The Obama administration has for the first time recommended setting aside as wilderness a key part of the Arctic National Wildlife refuge known as the 1002 Area. But the chance of action on the recommendation by the current Congress is considered remote.
"The Arctic National Wildlife Refuge in remote northern Alaska is home to a surprisingly diverse array of wildlife: polar bears, caribou, wolverines, lemmings and others all call the frigid, windswept place home. But one infamous strip of coastline in the massive refuge is also home to nearly two billion barrels of recoverable oil (enough, the feds estimate, to supply America for nine months), which has placed it squarely in the center of a decades-long controversy over whether to open the ecologically sensitive region for oil and gas development or keep it locked up as wilderness.

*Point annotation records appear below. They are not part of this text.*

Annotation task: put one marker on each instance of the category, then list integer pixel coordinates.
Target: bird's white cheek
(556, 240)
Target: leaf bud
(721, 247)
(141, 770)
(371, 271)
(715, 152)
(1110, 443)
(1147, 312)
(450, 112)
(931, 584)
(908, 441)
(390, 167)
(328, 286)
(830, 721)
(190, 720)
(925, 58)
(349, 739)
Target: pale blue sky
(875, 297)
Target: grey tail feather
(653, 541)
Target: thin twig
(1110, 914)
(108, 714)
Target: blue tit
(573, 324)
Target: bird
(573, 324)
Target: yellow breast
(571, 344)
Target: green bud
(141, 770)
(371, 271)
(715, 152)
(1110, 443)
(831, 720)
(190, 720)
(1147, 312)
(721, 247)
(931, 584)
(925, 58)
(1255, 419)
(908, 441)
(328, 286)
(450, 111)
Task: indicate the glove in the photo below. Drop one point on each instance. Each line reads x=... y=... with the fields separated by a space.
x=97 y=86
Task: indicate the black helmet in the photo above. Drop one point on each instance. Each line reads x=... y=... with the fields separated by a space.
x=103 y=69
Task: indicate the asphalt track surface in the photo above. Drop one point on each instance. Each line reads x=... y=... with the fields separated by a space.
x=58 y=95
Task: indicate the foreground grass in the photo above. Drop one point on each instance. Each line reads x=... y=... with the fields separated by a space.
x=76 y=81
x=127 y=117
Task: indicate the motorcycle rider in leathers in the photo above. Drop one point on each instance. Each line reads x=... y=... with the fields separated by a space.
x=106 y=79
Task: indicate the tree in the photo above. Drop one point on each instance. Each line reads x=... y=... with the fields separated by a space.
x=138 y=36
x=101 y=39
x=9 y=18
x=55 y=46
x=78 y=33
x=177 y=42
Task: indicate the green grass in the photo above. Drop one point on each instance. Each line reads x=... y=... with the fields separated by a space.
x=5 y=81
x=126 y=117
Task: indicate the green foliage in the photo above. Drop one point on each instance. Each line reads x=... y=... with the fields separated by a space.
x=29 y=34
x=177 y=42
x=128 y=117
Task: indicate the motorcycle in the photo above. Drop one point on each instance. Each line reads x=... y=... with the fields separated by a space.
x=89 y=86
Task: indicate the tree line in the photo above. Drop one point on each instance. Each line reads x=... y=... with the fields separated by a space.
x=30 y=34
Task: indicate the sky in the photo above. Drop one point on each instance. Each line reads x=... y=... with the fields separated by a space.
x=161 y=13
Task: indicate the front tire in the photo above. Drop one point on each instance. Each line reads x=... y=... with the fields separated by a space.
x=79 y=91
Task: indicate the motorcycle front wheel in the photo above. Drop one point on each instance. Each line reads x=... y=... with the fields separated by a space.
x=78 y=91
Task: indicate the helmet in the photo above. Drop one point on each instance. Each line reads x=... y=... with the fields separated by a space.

On Monday the US Fish and Wildlife Service took the first step in granting increased federal protection to a relatively small, oil-rich region within ANWR known as the "1002 area" by nominating it for wilderness designation in a lengthy report [PDF] on conservation plans for ANWR. Only Congress can declare wilderness areas, and the "preliminary recommendation" made in the report is only the beginning of a long (and possibly dead-end) road to approval. But it is the first time such a recommendation has been made since the area was set aside for study in a 1980 federal law (from which the area takes its name), and environmental activists and the FWS agree that it marks a major turning point in an ongoing struggle in Alaska between conservationists and oil and gas developers."